BUILDINGS - Smarter Facilities Management

02/26/2016

Optimal Metrics for BAS

Track key metrics, not data points

 
building automation system monitoring

If you aren’t measuring energy consumption, you aren’t managing it. Most FMs don’t need to learn that fact. But how exactly to measure it and what metrics to use?

The ongoing tactic and long-term strategy must involve performance tracking. The rub is that building automation systems (BAS) can generate such deep and fast-moving rivers of data that it is hard for operators to pan the gold nuggets that lead to profitable outcomes. It can also be so time consuming that few can stick to it.

The solution is to track key metrics, not data points. A metric merges data from multiple points into a measurement that provides ready-to-act-on insight. Older automation systems may not offer slick dashboards, but operators can still create and display data to glean money-saving information.

Two Methods for Tracking Metrics

In its Building Performance Tracking Handbook: Continuous Improvement for Every Building, the California Energy Commission (CEC) supplies an example of the difference between data and metrics.

While collecting data on indoor zone temperatures provides useful information, over time the size of the data becomes immense.
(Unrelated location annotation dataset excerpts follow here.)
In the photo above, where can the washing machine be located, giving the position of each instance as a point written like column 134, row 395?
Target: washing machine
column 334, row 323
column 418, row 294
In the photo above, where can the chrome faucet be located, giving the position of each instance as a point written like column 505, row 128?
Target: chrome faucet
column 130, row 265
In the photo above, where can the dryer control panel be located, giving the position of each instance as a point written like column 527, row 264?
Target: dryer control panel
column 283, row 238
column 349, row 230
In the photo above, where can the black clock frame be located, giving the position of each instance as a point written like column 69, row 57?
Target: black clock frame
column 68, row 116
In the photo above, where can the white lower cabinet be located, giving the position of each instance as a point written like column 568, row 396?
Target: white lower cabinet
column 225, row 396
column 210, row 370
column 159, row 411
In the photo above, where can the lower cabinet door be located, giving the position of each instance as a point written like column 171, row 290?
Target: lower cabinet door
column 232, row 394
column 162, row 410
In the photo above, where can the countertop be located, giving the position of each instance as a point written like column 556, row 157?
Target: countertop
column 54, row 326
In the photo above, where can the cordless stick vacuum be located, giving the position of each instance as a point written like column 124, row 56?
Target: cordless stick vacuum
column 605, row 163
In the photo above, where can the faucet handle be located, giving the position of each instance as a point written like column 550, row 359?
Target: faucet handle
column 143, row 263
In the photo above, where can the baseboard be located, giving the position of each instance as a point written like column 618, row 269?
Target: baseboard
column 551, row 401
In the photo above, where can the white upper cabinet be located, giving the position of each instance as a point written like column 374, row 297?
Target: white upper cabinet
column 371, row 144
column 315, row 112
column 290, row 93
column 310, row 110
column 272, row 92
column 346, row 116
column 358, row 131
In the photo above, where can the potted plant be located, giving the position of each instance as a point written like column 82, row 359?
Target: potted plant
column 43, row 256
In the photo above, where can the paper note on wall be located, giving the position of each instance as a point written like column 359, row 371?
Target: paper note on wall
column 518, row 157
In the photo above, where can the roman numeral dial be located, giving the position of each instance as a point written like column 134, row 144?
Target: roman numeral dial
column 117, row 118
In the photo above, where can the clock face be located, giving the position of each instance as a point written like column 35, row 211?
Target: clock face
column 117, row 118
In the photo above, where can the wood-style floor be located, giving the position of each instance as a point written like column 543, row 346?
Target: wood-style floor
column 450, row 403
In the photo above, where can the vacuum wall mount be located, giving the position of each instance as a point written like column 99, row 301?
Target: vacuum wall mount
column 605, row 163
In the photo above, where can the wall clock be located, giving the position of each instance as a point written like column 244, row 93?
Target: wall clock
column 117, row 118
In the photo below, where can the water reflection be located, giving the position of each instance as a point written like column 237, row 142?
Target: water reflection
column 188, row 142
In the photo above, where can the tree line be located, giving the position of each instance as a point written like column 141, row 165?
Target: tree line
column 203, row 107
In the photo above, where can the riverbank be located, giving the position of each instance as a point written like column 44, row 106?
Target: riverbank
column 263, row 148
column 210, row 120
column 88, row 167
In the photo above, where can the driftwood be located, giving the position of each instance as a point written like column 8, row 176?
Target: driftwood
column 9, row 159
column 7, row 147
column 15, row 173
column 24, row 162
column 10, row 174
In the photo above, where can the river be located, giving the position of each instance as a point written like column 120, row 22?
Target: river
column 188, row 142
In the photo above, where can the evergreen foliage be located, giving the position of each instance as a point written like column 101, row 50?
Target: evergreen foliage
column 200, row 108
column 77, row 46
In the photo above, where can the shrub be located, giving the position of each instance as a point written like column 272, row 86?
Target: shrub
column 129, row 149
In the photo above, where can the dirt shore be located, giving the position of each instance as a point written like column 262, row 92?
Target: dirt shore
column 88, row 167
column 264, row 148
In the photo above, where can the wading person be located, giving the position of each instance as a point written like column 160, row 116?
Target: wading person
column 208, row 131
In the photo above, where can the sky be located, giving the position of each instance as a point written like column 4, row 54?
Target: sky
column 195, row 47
Instead, an operator can create a metric that tracks the percent of time when zones maintain their temperature setpoints. At a glance, this metric displays the key information.

Ideally each metric should have a target associated with it. If questions and anomalies arise, operators can drill down into the data as necessary.

A BAS can be used to track metrics in two complementary ways:

  • Charts or plots that display patterns over days, weeks, months and years
  • Values (averages, minimum/maximums and percentages)

With such patterns displayed, operators can get an instinctive feeling for how changing occupancy, weather and other variables affect HVAC efficiency.

The most common energy metrics are cost or energy units per square foot per year. Most do not have hard values or limits, which is to say that operators learn over time how their buildings perform.